Law enforcement officers learned that Bettis was trafficking heroin in Minneapolis. Bettis had two prior convictions for trafficking heroin from Chicago. When law enforcement learned that Bettis was in Chicago and likely driving a Toyota rented by his wife, they set up surveillance on his return route.
A Minnesota state trooper pulled the rented Toyota over for speeding. The officer recognized Bettis as the driver but the ID he produced had the name “Vernon Silas.” The passenger had identification identifying her as Dalia Taha. Neither were authorized to drive the rental car. The trooper also smelled the strong odor of marijuana coming from the car. He separated the two and received different stories: Bettis claiming they smoked marijuana in the car and Taha indicating they had not. They also told different stories regarding where they had been and the purpose of the travel. A second Trooper arrived with a K9 and walked the dog around the car and it alerted on the driver’s side of the vehicle and then the console where only marijuana remnants were found. No heroin was found in the car during that search.

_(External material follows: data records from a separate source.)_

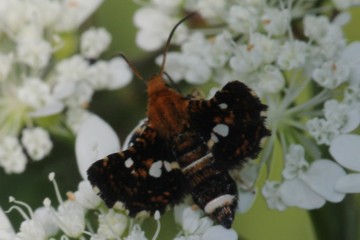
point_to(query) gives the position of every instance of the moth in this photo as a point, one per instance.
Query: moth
(186, 145)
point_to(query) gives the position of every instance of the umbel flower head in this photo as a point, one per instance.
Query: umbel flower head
(298, 62)
(35, 85)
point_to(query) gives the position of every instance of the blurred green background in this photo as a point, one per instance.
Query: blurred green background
(33, 185)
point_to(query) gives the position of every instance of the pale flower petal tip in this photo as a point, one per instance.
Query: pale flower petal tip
(75, 13)
(345, 150)
(95, 140)
(349, 183)
(86, 196)
(219, 232)
(37, 142)
(246, 200)
(297, 193)
(112, 224)
(322, 177)
(94, 41)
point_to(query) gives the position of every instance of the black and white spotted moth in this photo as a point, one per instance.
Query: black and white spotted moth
(185, 146)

Based everything they knew and because drug dealers sometimes use marijuana to mask the odor of other drugs, the officers suspected additional drugs were hidden in the Toyota. They seized the vehicle and towed it to a police garage for a more thorough search and Bettis and Taha were dropped off at a nearby gas station. Bettis’ wife called in an effort to retrieve the rental car but was denied. The next day they again performed a K9 sniff. Based on a positive K9 alert, they obtained a warrant and further searched the car. This time they found 200 grams of heroin hidden in a headrest.

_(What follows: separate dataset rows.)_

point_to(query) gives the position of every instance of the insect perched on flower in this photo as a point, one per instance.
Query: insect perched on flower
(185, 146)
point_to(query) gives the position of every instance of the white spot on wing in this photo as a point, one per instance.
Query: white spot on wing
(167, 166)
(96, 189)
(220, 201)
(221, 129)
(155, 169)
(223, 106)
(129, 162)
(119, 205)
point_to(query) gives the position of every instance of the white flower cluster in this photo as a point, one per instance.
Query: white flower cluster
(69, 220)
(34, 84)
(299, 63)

Bettis did not challenge the traffic stop, the initial dog sniff, or the roadside search. He argued only that seizing and towing the Toyota after only finding marijuana debris violated his Fourth Amendment rights. His argument was that because officers came up empty handed on the shoulder of the highway, they did not have “probable cause to believe that any additional drugs would be found in the vehicle.”
The court held that Bettis had standing to make a Fourth Amendment challenge, but disagreed that his Fourth Amendment rights were violated. The court noted that probable cause did not dissipate simply because it took a long time to complete a reasonable and thorough search of the car. The court stated:
“As the encounter with Bettis unfolded, officers developed additional evidence indicating deception and criminal conduct. Bettis gave the officer a false name and photo ID. Although he admitted Daniels was the only authorized driver, he referred to his wife as “a friend of mine.” He initially lied about smoking marijuana. And Bettis and his passenger gave inconsistent stories about where they smoked and what they had done in Chicago. The canine alert, the modus operandi resembling Bettis’s past crimes, and the knowledge that marijuana is used to mask other illegal drugs all indicated that Bettis was hiding more drugs.”
These facts taken together made it reasonable to believe there were still drugs in the car after the first roadside search and therefore the probable cause still existed to warrant the seizure of the car and subsequent discovery of the heroin.